Refly juga menegaskan bahwa perdebatan akademik atau publik mengenai keaslian dokumen pejabat negara bukanlah bentuk penghinaan, melainkan bagian dari transparansi dan kontrol sosial terhadap kekuasaan. Menurutnya, bila pemerintah atau aparat menutup ruang dialog tersebut, demokrasi akan kehilangan ruhnya.


Roy Suryo Tetap Tenang dan Siap Menghadapi Proses Hukum

Sementara itu, Roy Suryo mengaku siap menghadapi panggilan pemeriksaan yang dijadwalkan oleh penyidik Polda Metro Jaya. Dalam pernyataannya, mantan Menteri Pemuda dan Olahraga itu menegaskan bahwa dirinya tidak memiliki niat untuk menyebarkan fitnah, melainkan hanya menyampaikan pertanyaan publik berdasarkan informasi yang sudah beredar luas sebelumnya.

Roy menilai, pelaporan terhadap dirinya lebih bersifat politis daripada hukum. “Saya tidak pernah membuat tuduhan, saya hanya mengulas dan mempertanyakan data yang beredar. Kalau semua orang dilarang bertanya, di mana letak kebebasan berpendapat kita sebagai bangsa demokratis?” katanya dalam sebuah wawancara singkat.

Ia juga berterima kasih kepada para tokoh dan akademisi yang mendukung haknya untuk berbicara secara terbuka. “Saya percaya hukum masih bisa ditegakkan dengan adil. Selama kita bicara dengan data dan niat baik, tidak ada alasan untuk takut,” ujarnya.


Dukungan Publik dan Seruan Kebebasan Berpendapat

Kasus Roy Suryo dan kawan-kawan memunculkan gelombang dukungan dari masyarakat sipil, aktivis, dan komunitas hukum. Di media sosial, tagar seperti #SaveRoySuryo dan #KebebasanBersuara ramai digaungkan sebagai bentuk solidaritas terhadap para tersangka.

Banyak pihak menilai bahwa aparat penegak hukum seharusnya lebih fokus menegakkan asas proporsionalitas dalam hukum, bukan menggunakan pasal-pasal karet untuk menekan kebebasan warga.

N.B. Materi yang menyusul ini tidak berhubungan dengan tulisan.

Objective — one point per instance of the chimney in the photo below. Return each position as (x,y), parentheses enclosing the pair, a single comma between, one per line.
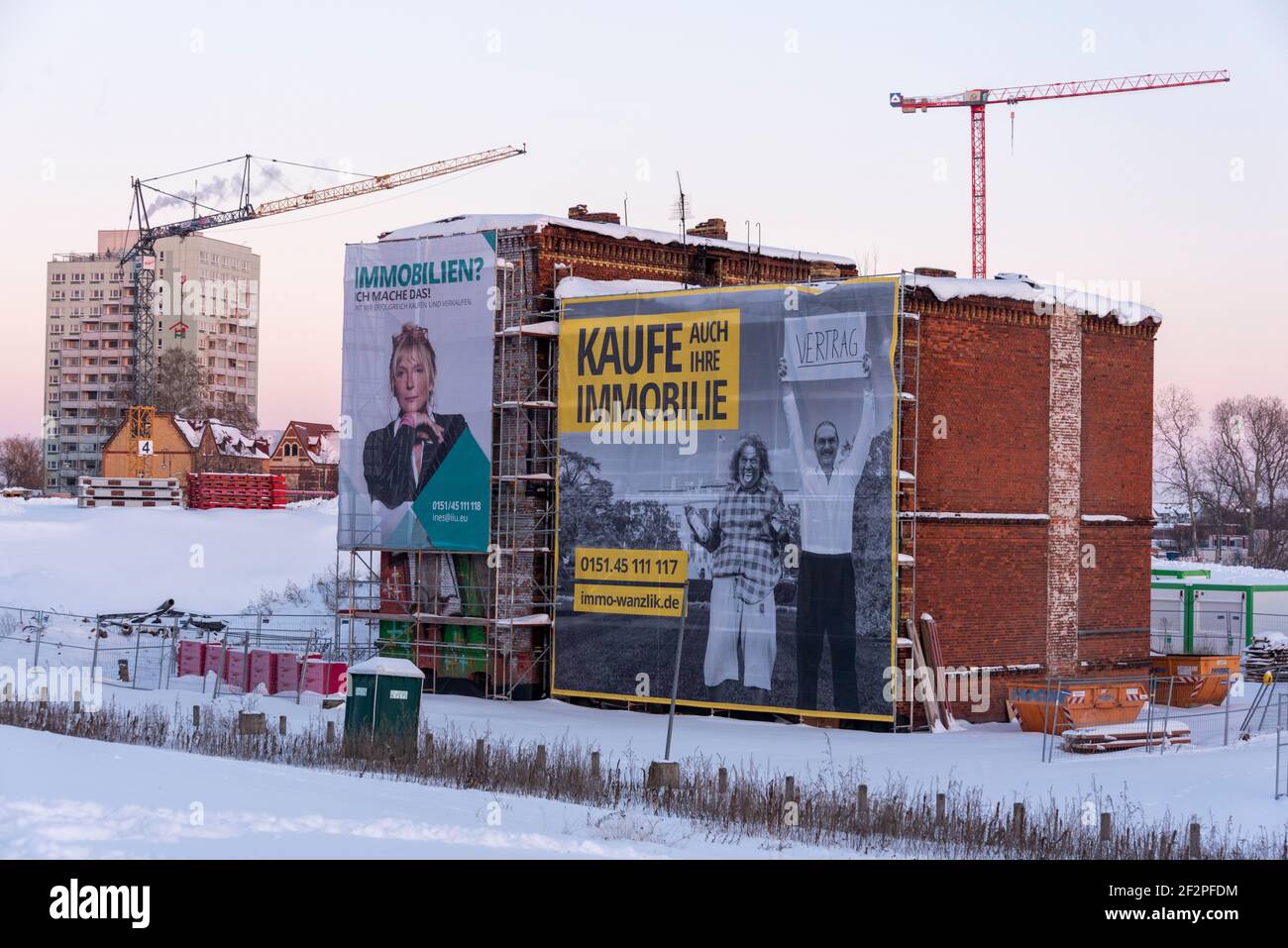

Refly Harun pun mengingatkan agar polisi berhati-hati dalam menafsirkan laporan semacam ini. “Kalau setiap kritik dijadikan delik, maka fungsi kontrol masyarakat terhadap pemerintah akan lumpuh. Demokrasi itu hanya bisa hidup jika rakyat bebas bicara,” jelasnya.

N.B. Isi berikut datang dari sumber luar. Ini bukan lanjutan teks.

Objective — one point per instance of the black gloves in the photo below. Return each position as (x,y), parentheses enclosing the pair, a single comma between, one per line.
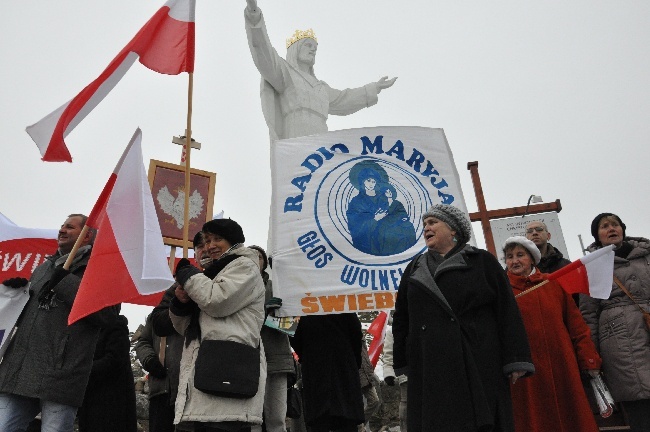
(154,367)
(15,282)
(184,271)
(273,304)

Analisis Hukum: Antara Kritik dan Fitnah

Para pengamat hukum tata negara menilai bahwa batas antara kritik dan fitnah memang tipis, namun perlu diukur dari niat dan konteks penyampaian. Bila seseorang bertanya atau mengkritik dengan dasar informasi publik, tidak seharusnya langsung dikriminalisasi.

Sementara itu, bila terdapat unsur penyebaran data palsu dengan tujuan menyerang reputasi, barulah hukum bisa dijalankan. Dalam kasus Roy Suryo, banyak pengamat berpendapat bahwa yang terjadi adalah ekspresi pendapat, bukan tindak pidana.

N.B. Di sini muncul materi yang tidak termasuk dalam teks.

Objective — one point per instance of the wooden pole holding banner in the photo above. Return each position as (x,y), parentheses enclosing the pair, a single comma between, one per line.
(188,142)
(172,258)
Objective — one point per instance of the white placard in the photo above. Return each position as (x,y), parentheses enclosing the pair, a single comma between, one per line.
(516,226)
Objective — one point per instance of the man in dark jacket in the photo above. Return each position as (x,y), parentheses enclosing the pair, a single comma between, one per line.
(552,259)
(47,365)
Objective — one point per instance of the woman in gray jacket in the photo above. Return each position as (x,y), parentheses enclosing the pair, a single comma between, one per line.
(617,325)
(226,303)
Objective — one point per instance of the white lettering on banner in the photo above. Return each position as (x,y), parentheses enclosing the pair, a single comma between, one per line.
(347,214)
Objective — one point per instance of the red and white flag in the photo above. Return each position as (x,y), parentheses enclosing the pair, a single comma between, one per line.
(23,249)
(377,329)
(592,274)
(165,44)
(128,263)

“UU ITE sering digunakan secara berlebihan. Mestinya, kritik seperti ini dijawab dengan klarifikasi, bukan laporan polisi,” kata seorang dosen hukum dari Universitas Gadjah Mada.


Demokrasi dan Ketegangan antara Kekuasaan dan Kritik

Kasus ini menjadi potret nyata betapa kebebasan berpendapat di Indonesia masih rentan terhadap intervensi kekuasaan. Ketegangan antara hak warga untuk berbicara dan kewenangan aparat untuk menegakkan hukum kerap menjadi perdebatan klasik yang belum tuntas hingga kini.

Refly Harun menilai, demokrasi yang sehat seharusnya mampu menampung kritik tanpa menjadikannya ancaman. “Pemerintah yang kuat justru yang tidak takut dikritik. Karena kritik itu vitamin, bukan racun,” ujarnya.

Ia mengajak seluruh elemen masyarakat untuk terus memperjuangkan kebebasan sipil. “Kita semua punya tanggung jawab menjaga agar demokrasi tidak mati karena ketakutan,” tambahnya.


Penutup: Hukum, Kebebasan, dan Keadilan

Kasus Roy Suryo menjadi ujian penting bagi sistem hukum Indonesia. Mampukah aparat menegakkan hukum tanpa mengorbankan kebebasan berbicara? Atau justru akan lahir preseden buruk yang membuat masyarakat takut menyampaikan pendapatnya di ruang publik?

Dalam konteks ini, pernyataan Refly Harun menjadi refleksi mendalam: hukum harus digunakan untuk melindungi warga, bukan mengekang. Bila demokrasi hanya hidup di atas kertas, maka bangsa ini berisiko kehilangan salah satu pilar utamanya — kebebasan berpendapat.